A tarefa de pensar o hoje como diferença na história. Mas se a questão para Kant era a de saber quais limites o conhecimento deve respeitar (os limites da razão), em Foucault a questão se converte no problema de saber quais limites podemos questionar e transgredir na atualidade, isto é, “dizer o que existe, fazendo-o aparecer como podendo não ser como ele é” (2008, p. 325). Nesse sentido, o filósofo procurava dar visibilidade às partes ocultas que formam o presente e os fragmentos de narrativas que nos constituem lá mesmo onde não há mais identidade, onde o “eu” se encontra fracionado pela história plural que o engendrou. De modo que esse questionamento histórico-filosófico não nos conduz à reafirmação de nossas certezas, de nossas instituições e sistemas, mas ao afastamento crítico dessas instâncias e de si próprio como exercício ético e político. Como indica Deleuze (1992, p. 119): “a história, segundo Foucault, nos cerca e nos delimita; não diz o que somos, mas aquilo de que estamos em vias de diferir; não estabelece nossa identidade, mas a dissipa em proveito do outro que somos”. A história (não a narrativa histórica ou a escrita da história, mas as condições de existência dos homens no decorrer do tempo, que lhes escapa à consciência), não é da ordem da necessidade; ela diz respeito à liberdade, à invenção; pertence à ordem mais da casualidade do que da causalidade; é feita mais de rupturas e violência do que de continuidades conciliadoras. Esse modo de conceber a história se opõe à imagem tranquila que a narrativa histórica tradicional criou: a história do homem como a manifestação de um progresso inevitável – o lento processo de realização de uma utopia –, que seria alcançado após o iluminismo pela aplicação dos métodos racionais. Como se a ciência, o pensamento e a vida estivessem continuamente mais próximos de verdades que aos poucos são reveladas como o destino final do homem. Se os estudos de Foucault mostram que os seres humanos não dominam os acontecimentos que constituem o solo de suas experiências, eles atestam ao mesmo tempo que, no espaço limitado do presente, as pessoas dispõem da possibilidade de questionar o que muitas narrativas apresentam como necessário, assim como as formas de poder e dominação que se pretendem absolutas.
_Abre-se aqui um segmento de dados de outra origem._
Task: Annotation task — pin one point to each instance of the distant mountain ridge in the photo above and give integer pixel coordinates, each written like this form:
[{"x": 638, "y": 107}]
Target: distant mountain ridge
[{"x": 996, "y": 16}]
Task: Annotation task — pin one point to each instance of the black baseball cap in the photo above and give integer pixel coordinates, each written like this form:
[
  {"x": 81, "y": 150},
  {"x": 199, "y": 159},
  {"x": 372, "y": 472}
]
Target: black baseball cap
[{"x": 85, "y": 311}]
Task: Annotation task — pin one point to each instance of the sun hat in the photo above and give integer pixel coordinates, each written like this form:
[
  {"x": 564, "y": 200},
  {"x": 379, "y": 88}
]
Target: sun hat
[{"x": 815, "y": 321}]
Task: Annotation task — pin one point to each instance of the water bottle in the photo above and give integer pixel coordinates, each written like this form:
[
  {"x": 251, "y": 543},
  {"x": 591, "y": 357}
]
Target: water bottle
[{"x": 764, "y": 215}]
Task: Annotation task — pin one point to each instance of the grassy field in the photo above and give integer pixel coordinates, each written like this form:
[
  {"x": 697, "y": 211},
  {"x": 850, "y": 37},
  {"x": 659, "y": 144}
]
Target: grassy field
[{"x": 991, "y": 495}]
Os procedimentos de Foucault postulam, tal como Nietzsche descobrira no final do século XIX, que é possível fazer uma história de tudo aquilo que nos cerca e nos parece essencial e sem história – os sentimentos, a moral, a verdade etc. Essa descoberta indica que, mesmo esses elementos aparentemente universais ou imunes à passagem do tempo, se dão como contingências históricas, como coisas que foram criadas em um dado momento, em circunstâncias precisas. Trata-se, assim, para Foucault, de pensar a história de determinadas problematizações: a história de como certas coisas se tornam problemas para o pensamento, dignas de serem pensadas por um ou outro domínio do saber e, através de formas de racionalização específicas, verdades são fabricadas. De maneira que suas pesquisas mostram que nossas evidências são frágeis e nossas verdades, recentes e provisórias. — Textos citados: FOUCAULT, Michel.
Estruturalismo e Pós-estruturalismo 1983. Ditos e Escritos II, Arqueologia das Ciências e História dos Sistemas de Pensamento, Trad. Elisa Monteiro, Rio de Janeiro: Forense, 2008.
DELEUZE Gilles. A vida como obra de arte, Conversações. Ed. 34, Rio de Janeiro, 1992.